HTB Hawk Writeup
Box Overview
Hawk is listed as a Medium difficulty Linux box on Hack The Box.
Some of the categories do give away some info such as ‘PHP’, ‘Drupal’, and ‘FTP’. So we can probably assume this box is running the Drupal CMS. Hopefully its not another ssh/http box since FTP is listed as well.
Reconnaissance
Nmap Scan
Sorry this is a long one. We get an FTP port which is cool, and it allows for anonymous logins too. Its got an SSH port which might be useful later for persistence and just gaining a nice shell, or it might not be used at all. A standard HTTP port is there too running Apache as well as another HTTP port on 8082.
Additionally, the default scripts scan on HTTP:80 reveals all the standard Drupal folders and includes the CHANGELOG.txt file which could prove interesting.
Walking the Application
Lets start with the HTTP on port 80 first.
Port 80 presents a standard Drupal page with a login requirement. And since I’m a little lazy I’m going to start by running droopescan on the machine. But I’m going to quickly check out that other HTTP H2 Database port.
Okay maybe this one doesn’t yield anything cool. Maybe we’ll come back to this in a bit.
Back to droopescan now that it’s done.
So it does find a couple links that might prove useful. It also references the CHANGELOG.txt file.
This shows that the current running version of Drupal is 7.58.
FTP Service Enumeration
I guess you could call this enumeration, I’m just going to be checking out the FTP service for any files.
Searching for hidden files using the dir -a command reveals a file called .drupal.txt.enc which looks like an encoded text file.
A file query shows this file as an openssl encoded data with a salted password.
Just looking at the file also hints that is base64 with the = symbol at the end. And just decoding it simple shows that its still unreadable.
I’m going to be using this tool called bruteforce-salted-openssl that I found on Github to make this a little easier (this is installed on BlackArch already so I won’t be showing the setup).
Source: https://github.com/glv2/bruteforce-salted-openssl
Since we still don’t know what the actual encryption method is, I’m going to guess.
Based on the character count being divisible by 8, we can assume that its some type of CBC.
The OpenSSL command lists all of the available encryption methods in its help output.

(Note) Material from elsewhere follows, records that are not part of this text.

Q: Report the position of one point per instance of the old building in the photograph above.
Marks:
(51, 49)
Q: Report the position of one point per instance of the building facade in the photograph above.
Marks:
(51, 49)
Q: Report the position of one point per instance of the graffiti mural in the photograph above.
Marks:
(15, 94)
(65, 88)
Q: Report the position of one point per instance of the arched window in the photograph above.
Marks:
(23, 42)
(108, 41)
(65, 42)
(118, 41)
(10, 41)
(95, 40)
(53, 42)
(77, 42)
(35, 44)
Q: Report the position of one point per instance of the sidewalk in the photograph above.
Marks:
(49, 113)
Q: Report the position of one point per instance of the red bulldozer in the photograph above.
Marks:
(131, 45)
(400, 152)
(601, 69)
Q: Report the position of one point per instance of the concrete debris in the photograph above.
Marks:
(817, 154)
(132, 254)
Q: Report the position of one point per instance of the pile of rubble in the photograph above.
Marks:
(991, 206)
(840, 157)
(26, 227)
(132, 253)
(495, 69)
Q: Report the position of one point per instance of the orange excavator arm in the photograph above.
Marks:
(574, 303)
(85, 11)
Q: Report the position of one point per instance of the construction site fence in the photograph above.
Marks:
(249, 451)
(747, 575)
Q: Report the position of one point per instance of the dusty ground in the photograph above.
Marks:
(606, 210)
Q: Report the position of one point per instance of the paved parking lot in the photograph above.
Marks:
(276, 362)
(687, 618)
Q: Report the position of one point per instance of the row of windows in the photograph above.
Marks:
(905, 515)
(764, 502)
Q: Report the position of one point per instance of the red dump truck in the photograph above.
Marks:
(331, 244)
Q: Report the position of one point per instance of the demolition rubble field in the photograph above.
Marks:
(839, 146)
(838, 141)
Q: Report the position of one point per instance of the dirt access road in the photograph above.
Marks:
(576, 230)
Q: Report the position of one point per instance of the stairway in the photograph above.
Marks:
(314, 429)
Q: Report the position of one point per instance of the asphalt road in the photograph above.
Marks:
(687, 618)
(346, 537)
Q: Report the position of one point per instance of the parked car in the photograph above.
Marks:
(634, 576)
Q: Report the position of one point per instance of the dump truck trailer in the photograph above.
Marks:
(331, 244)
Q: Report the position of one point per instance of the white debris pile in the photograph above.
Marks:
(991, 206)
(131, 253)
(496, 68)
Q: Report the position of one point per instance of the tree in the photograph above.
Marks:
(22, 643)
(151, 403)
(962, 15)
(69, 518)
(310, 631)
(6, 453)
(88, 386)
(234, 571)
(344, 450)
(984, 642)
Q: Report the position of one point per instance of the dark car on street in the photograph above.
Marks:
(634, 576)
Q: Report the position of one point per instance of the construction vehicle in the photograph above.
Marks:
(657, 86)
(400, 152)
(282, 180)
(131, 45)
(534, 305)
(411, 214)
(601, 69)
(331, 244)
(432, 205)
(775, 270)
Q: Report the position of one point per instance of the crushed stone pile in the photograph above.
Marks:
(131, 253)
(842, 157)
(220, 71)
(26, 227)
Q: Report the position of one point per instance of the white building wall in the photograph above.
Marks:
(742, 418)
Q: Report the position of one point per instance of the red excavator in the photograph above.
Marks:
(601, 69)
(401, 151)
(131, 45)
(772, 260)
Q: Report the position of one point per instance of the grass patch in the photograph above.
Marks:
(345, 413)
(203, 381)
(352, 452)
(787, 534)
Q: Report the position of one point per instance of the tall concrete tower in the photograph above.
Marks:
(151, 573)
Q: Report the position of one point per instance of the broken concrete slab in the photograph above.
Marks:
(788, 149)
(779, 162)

The likely candidates for a CTF box are: aes-128-cbc, aes-256-cbc, and the other CBC/OFB ones. Honestly, I just tried the first two down the list and aes-256-cbc worked.
Quick command breakdown:
-t 4 -> 4 threads
-f ~/.rockyou -> wordlist
enc -> file of encrypted value
-c aes-256-cbc -> the type of encryption
-d sha256 -> the digest, commonly md5 or sha256
And we get the friends password. Now the OpenSSL library can be used to generate the decrypted file.
I need to name my files better, but now we have a potential password.
Exploitation
Back to Drupal, using the PencilKeyboardScaner123 password and some username enumeration, we can get into the admin account of the Drupal CMS instance.
Now we can use a standard CMS exploit of uploading some theme or plugin as an authenticated admin and getting a shell.
Firstly, check what we can add. A ‘Basic page’ should allow for some PHP code exec once its enabled.
Once the PHP filter in Drupal is enabled, we can execute PHP code on the pages.
I’m just going to drop in a straight up PHP reverse shell to see if that would work, and turning the ‘Text format’ option to ‘PHP Code’.
I get a fun little prompt stating that the code failed to daemonise, but that shouldn’t cause it to fail.
Neat. We can actually get daniel’s user flag right from this user too so thats cool.
Privilege Escalation
LinPeas unfortunately tell me the answer, I can start by looking in the /var/www/html location since we are still running on the www-data user account.
In the settings.php file, some info can be found regarding the user accounts.
There is a drupal4hawk password which might work for other users. There is no drupal user account so we can try the daniel account.
It seems like the daniel user account is jailed inside of the python shell. So in order to get a shell, I need to break out of this shell. This is actually pretty easy since python has direct access through the command line through its os and pty libraries.
Now we have access to the system as daniel.
We can check back with the H2 database now, it originally disallowed connections from external sources.
Searching for the H2 process shows that it is actually being run as the root user, meaning that it could potentially be a path to root privileges.
First step would be to forward the internal port from the daniel user to outside.
I used the basic SSH -L command to do this as it just works. So daniel’s port 8082 is now forwarded to my localhost’s port 9002.
Which can also be seen here.
Using this version of H2, a non-existent database can be connected to as the app doesn’t really check properly.
And now I am connected to an fake database on the box.
Now we need to abuse some features of H2, I used this source as a reference.
Source: https://mthbernardes.github.io/rce/2018/03/14/abusing-h2-database-alias.html
This then effectively gets root user command execution, so we can pretty much count this box completed. Getting a full-fledged shell was found to be really annoying so I didn’t bother including it.